There are three main methods: (1) Substitution — rearrange one equation to make a variable the subject, substitute into the other equation, solve, then back-substitute. (2) Elimination — multiply equations to make coefficients match, then add or subtract to eliminate a variable. (3) Cramer’s Rule (determinants) — use matrix determinants to find each variable directly: x = Dx/D, y = Dy/D. This calculator uses Cramer’s rule as the primary method and shows step-by-step working for all methods.

Simultaneous equations have no solution when the lines represented by the equations are parallel — meaning they have the same gradient but different intercepts. Mathematically, this occurs when the determinant D = 0 but Dx or Dy is non-zero. For example, 2x + 3y = 6 and 4x + 6y = 12 represent the same line (infinite solutions), while 2x + 3y = 6 and 4x + 6y = 15 are parallel with no solution. The calculator will identify these cases automatically.

Yes. This calculator supports both 2×2 systems (two equations with two variables x and y) and 3×3 systems (three equations with three variables x, y, and z). For 3×3 systems, it uses the 3×3 determinant method (expansion by minors) to solve using Cramer’s rule. Simply select ‘3 variables’ from the dropdown and enter the coefficients for all three equations.

Cramer’s rule is a method for solving systems of linear equations using determinants. For a 2×2 system ax + by = e, cx + dy = f: the main determinant D = ad − bc, Dx = ed − bf, Dy = af − ec, then x = Dx/D and y = Dy/D. It extends to 3×3 systems using 3×3 determinants. Cramer’s rule only works when D ≠ 0; if D = 0, the system has either no solution or infinitely many solutions. This calculator uses Cramer’s rule as its primary solving method.

Simply enter negative numbers directly into the coefficient fields. For example, for the equation 3x − 2y = 7, enter 3 for the x coefficient, −2 for the y coefficient, and 7 for the constant. The calculator accepts both positive and negative integers and decimals. You can also enter equations in rearranged forms — just ensure all variable terms are on one side and the constant on the other.

You can enter decimal equivalents of fractions directly. For example, ½x + ⅓y = 5 can be entered as 0.5 for the x coefficient and 0.3333 for the y coefficient. For better accuracy, multiply all equations through by a common denominator first to convert fractions to integers — for example, multiply by 6 to get 3x + 2y = 30, which gives exact results.

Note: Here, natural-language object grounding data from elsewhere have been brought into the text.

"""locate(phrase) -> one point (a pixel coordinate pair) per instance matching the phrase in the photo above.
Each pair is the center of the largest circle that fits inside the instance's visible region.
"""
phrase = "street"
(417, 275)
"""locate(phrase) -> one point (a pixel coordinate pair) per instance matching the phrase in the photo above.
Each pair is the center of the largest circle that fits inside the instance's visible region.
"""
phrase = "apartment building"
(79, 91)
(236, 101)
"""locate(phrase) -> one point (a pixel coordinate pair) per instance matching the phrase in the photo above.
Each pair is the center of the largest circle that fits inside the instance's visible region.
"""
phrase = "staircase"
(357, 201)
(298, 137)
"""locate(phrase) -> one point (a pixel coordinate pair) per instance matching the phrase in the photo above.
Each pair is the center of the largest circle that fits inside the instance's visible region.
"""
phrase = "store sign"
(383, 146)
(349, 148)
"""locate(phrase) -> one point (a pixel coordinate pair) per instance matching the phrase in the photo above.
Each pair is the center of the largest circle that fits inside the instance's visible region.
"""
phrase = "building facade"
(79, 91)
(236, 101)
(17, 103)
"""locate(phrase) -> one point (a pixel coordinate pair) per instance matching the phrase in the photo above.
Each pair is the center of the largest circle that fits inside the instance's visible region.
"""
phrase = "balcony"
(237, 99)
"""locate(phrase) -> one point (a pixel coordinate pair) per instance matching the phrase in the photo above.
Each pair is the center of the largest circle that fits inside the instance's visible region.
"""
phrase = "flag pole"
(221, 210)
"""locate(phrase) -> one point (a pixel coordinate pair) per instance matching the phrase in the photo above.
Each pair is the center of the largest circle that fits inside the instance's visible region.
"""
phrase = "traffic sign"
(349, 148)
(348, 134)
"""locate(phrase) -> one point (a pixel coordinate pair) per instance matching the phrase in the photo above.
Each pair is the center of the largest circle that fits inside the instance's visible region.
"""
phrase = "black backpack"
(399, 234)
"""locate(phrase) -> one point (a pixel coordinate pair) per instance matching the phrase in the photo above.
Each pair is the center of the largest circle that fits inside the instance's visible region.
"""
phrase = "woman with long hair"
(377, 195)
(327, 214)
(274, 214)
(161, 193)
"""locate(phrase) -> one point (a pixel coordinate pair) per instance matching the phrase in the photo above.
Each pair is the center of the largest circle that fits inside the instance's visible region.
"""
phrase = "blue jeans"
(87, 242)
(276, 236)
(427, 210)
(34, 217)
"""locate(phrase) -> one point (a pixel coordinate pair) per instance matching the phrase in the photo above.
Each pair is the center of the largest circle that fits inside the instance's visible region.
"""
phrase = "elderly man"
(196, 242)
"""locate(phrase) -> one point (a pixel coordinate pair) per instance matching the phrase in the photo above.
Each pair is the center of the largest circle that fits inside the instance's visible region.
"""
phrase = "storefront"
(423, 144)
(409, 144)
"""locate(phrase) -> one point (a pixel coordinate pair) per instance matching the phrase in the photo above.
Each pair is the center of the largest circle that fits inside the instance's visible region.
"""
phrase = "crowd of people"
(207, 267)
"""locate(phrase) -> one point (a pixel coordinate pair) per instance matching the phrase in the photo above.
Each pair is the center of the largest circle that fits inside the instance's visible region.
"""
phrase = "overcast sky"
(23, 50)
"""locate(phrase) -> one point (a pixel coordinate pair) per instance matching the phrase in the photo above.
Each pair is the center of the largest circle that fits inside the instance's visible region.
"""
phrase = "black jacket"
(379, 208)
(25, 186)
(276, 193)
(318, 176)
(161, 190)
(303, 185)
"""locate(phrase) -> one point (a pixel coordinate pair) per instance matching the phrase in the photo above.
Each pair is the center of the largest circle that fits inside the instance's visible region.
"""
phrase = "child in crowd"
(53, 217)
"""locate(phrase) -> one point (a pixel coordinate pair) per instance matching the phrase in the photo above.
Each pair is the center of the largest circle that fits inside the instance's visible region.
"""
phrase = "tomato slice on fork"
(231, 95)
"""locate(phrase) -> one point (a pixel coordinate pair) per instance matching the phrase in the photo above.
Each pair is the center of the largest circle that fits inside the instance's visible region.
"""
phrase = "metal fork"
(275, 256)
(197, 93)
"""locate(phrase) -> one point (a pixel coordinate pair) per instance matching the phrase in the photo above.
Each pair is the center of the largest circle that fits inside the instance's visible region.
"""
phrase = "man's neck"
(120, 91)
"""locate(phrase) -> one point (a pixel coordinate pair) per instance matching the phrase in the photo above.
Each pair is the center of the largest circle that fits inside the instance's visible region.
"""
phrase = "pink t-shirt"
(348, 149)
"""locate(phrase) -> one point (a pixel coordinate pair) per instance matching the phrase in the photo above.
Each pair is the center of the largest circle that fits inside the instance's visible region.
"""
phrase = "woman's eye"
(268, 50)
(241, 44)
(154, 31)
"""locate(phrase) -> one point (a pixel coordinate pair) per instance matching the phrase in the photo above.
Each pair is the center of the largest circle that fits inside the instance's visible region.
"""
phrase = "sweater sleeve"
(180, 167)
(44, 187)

Substitute the calculated values of x and y (and z for 3-variable systems) back into each original equation. If all equations evaluate correctly, the solution is verified. This calculator includes an automatic verification step that shows each equation with the solution substituted in, confirming that both sides are equal. This is the standard mathematical check for any simultaneous equations solution.